La chanteuse a expliqué que cette inquiétude dépasse largement le cadre d’une seule affaire médiatique. Selon elle, les violences faites aux femmes et aux enfants constituent un enjeu de société majeur qui mérite une mobilisation permanente. Si certaines avancées ont été réalisées au fil des années, elle considère qu’il reste encore beaucoup de chemin à parcourir pour garantir une meilleure protection des personnes les plus vulnérables.
Olivia Ruiz : « Pourquoi c’est si compliqué chez nous ? »
Au cours de son intervention, Olivia Ruiz a également pris l’exemple de l’Espagne, un pays qu’elle connaît bien et dont elle suit avec attention les évolutions en matière de protection des femmes et des enfants. Selon elle, plusieurs réformes mises en place ces dernières années démontrent qu’il est possible de faire de cette question une véritable priorité politique et sociale.
« Il suffit de regarder juste après la frontière. C’est possible de considérer les besoins sociaux d’un pays et de les faire passer avant des besoins parfois économiques ou autres. Pourquoi ce n’est pas possible chez nous ? », s’est-elle interrogée avec une certaine lassitude. Une réflexion qui traduit son incompréhension face aux différences qu’elle perçoit entre les deux pays.
Pour Olivia Ruiz, ces exemples montrent que des solutions existent lorsque la volonté politique est au rendez-vous.
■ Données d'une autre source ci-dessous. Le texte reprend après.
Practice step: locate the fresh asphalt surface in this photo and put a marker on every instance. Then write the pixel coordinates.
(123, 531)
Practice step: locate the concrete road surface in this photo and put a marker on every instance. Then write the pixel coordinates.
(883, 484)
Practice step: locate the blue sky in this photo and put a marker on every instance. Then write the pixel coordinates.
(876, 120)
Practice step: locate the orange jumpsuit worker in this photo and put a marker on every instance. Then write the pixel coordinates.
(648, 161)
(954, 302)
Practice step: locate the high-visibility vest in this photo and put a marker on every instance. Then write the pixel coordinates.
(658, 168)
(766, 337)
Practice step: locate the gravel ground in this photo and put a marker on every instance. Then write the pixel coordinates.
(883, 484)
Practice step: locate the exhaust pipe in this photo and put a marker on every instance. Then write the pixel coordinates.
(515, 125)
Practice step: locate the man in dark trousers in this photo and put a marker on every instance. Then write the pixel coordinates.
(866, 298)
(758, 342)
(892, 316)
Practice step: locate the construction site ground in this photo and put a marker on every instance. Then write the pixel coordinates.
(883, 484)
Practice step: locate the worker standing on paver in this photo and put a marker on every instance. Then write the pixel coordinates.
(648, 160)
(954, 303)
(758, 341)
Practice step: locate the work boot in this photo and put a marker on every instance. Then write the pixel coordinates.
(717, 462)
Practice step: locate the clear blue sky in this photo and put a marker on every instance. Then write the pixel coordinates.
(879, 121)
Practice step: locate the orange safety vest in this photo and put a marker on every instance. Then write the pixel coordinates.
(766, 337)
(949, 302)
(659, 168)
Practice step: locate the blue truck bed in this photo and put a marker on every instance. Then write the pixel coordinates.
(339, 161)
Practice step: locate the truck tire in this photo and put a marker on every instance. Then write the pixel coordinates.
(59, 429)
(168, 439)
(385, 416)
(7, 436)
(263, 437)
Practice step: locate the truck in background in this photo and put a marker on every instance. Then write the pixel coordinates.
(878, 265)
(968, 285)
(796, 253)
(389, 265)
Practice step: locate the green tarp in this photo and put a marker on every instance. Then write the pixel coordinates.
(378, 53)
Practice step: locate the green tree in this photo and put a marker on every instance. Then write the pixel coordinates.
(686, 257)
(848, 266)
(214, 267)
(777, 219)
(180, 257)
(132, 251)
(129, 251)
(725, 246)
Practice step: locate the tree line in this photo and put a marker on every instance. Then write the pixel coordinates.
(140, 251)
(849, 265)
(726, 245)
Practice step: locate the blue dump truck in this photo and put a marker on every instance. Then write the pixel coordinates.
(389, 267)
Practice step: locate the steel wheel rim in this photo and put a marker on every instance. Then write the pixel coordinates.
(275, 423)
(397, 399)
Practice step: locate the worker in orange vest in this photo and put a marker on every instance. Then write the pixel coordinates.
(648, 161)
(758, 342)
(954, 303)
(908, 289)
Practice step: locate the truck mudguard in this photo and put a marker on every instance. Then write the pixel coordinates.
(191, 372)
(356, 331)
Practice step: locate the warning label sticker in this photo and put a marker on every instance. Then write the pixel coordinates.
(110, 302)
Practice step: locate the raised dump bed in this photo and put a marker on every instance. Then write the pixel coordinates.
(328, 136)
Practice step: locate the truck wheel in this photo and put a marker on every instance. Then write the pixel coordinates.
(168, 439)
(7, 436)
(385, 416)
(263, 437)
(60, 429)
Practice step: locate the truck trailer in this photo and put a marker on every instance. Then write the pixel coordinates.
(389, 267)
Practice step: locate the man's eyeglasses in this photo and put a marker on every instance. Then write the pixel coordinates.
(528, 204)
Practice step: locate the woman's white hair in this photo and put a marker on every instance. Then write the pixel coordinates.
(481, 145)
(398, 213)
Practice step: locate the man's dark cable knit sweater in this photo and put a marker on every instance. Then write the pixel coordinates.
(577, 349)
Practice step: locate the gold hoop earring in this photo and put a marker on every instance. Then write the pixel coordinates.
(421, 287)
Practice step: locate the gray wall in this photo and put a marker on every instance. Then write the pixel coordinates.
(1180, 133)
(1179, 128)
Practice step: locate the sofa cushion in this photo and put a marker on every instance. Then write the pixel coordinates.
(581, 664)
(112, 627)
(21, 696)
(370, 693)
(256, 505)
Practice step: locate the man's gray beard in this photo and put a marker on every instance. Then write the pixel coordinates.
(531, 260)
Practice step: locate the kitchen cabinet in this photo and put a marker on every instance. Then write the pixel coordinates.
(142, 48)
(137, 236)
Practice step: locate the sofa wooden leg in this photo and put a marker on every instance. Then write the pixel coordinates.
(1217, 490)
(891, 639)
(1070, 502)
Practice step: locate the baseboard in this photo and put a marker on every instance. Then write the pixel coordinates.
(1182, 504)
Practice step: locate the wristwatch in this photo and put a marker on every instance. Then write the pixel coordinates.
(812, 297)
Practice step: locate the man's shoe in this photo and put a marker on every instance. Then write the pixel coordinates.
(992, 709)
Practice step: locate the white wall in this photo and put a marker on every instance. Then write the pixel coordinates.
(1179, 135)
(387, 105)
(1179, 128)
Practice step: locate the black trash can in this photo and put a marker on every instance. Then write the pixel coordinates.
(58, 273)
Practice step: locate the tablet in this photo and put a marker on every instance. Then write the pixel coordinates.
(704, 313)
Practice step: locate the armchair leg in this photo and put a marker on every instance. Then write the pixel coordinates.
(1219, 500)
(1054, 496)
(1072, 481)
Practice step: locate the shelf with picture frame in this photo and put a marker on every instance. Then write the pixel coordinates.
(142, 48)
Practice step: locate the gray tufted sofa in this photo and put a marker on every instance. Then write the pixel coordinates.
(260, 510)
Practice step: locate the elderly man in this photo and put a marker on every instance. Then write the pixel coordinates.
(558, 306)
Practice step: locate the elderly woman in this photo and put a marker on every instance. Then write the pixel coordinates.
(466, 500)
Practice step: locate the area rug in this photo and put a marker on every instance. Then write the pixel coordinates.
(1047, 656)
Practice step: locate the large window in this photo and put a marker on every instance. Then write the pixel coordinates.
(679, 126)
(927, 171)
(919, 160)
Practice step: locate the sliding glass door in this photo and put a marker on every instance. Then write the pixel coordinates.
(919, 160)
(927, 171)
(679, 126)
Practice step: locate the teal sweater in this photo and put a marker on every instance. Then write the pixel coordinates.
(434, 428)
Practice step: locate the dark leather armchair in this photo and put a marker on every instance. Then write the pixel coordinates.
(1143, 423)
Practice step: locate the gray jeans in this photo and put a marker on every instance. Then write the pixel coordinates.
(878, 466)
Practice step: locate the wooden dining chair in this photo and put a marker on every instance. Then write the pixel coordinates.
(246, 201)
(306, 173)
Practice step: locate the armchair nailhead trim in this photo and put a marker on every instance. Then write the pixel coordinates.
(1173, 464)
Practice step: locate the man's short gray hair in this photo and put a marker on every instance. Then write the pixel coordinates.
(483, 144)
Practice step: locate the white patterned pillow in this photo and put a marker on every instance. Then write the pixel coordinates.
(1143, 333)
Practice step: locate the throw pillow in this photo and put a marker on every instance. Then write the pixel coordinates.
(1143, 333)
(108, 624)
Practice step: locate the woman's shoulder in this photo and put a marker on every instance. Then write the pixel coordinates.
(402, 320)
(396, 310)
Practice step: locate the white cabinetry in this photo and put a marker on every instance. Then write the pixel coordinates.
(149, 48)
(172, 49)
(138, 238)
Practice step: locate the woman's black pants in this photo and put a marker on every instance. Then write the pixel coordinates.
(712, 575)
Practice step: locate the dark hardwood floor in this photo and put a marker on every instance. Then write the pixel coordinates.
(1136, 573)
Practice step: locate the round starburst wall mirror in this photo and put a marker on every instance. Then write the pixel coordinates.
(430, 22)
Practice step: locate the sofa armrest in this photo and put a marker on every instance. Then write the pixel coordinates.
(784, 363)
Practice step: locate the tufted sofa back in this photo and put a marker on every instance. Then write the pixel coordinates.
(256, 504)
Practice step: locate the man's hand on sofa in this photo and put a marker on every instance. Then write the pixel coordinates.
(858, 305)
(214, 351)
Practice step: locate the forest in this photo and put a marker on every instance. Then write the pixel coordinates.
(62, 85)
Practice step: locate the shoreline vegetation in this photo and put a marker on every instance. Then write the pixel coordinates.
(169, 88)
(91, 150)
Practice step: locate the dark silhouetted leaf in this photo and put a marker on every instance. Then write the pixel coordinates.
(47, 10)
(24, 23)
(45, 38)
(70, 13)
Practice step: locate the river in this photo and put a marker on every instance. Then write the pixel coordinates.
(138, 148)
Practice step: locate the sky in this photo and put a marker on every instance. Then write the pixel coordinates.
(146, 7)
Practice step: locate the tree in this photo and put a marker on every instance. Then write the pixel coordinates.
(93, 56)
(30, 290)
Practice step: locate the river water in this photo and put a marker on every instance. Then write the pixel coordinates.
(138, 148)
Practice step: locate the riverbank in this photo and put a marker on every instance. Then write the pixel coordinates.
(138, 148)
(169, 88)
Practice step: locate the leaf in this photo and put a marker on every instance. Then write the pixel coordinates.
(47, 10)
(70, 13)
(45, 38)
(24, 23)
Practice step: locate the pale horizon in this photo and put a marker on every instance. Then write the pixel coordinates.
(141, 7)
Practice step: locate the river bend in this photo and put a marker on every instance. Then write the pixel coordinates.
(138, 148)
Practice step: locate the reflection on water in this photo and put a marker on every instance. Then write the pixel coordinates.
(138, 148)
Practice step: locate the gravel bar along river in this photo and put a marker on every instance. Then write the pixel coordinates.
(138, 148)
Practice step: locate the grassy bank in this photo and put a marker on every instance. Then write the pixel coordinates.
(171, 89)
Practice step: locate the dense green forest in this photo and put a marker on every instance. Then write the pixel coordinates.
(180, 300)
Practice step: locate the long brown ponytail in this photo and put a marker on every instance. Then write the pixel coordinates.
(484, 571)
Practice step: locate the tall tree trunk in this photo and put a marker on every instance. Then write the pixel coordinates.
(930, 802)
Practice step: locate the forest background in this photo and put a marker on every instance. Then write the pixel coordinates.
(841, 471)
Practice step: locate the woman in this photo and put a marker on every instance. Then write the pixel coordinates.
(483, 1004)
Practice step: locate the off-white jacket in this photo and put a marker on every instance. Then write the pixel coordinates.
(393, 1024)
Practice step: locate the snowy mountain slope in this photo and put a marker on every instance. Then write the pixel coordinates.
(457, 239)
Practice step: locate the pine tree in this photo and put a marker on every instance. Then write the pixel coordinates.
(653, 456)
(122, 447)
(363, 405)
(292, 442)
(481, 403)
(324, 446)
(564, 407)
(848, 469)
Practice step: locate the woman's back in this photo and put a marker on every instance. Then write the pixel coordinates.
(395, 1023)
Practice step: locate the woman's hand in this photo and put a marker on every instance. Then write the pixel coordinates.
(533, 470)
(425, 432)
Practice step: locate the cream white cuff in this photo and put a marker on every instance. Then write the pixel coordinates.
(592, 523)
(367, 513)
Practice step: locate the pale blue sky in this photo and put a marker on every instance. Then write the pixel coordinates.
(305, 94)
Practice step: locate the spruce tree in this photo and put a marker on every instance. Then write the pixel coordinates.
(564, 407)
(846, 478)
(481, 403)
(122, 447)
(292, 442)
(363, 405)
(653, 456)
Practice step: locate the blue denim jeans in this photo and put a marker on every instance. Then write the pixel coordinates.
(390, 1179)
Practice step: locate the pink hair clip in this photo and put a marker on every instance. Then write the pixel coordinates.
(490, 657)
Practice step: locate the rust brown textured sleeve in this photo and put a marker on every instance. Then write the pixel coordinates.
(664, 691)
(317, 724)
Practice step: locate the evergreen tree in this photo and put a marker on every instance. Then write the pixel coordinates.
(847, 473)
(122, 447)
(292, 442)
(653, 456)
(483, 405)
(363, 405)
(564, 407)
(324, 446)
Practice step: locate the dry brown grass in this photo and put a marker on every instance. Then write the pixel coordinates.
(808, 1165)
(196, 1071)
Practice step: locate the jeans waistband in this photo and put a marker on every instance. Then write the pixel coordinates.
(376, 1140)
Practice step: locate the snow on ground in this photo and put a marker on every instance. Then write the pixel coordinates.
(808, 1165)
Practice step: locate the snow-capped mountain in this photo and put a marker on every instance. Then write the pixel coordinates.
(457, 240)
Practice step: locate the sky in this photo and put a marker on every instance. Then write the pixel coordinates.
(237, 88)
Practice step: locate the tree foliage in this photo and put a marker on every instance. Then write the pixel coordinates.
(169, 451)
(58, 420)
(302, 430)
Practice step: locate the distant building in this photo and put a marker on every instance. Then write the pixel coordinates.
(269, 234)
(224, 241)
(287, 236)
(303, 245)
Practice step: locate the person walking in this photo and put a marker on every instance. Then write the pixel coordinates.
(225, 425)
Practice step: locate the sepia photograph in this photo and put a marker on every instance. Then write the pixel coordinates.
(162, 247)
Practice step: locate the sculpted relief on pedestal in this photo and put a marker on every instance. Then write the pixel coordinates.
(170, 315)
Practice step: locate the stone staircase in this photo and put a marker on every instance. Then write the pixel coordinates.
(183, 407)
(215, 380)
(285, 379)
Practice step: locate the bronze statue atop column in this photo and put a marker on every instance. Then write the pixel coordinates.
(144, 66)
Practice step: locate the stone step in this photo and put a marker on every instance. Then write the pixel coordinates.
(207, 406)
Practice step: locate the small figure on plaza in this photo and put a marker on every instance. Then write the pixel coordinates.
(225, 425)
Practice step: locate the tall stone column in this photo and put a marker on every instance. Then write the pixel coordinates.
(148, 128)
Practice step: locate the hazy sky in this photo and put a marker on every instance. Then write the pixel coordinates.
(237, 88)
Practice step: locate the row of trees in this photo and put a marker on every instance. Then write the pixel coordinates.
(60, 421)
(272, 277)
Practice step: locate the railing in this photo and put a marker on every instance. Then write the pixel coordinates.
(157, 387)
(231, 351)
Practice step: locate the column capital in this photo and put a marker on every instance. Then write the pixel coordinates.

Elle estime que les mesures de prévention, l’accompagnement des victimes ainsi que la sensibilisation du grand public devraient bénéficier d’une attention encore plus importante afin d’éviter que de nouveaux drames ne surviennent.
Elle a ensuite conclu son intervention par une question qui résume parfaitement son indignation. « Pourquoi des mamans sont-elles obligées de se rassembler tous les lundis comme si elles n’avaient pas déjà des journées surchargées, simplement pour obtenir une réponse à une nécessité absolue ? Chaque jour, des enfants et des femmes meurent. Ça me dépasse. »
À travers ces mots, l’artiste exprime un profond sentiment d’impuissance face à une situation qu’elle juge insupportable. Son témoignage reflète également la lassitude de nombreuses familles et associations qui réclament depuis plusieurs années des réponses plus fortes pour lutter contre les violences.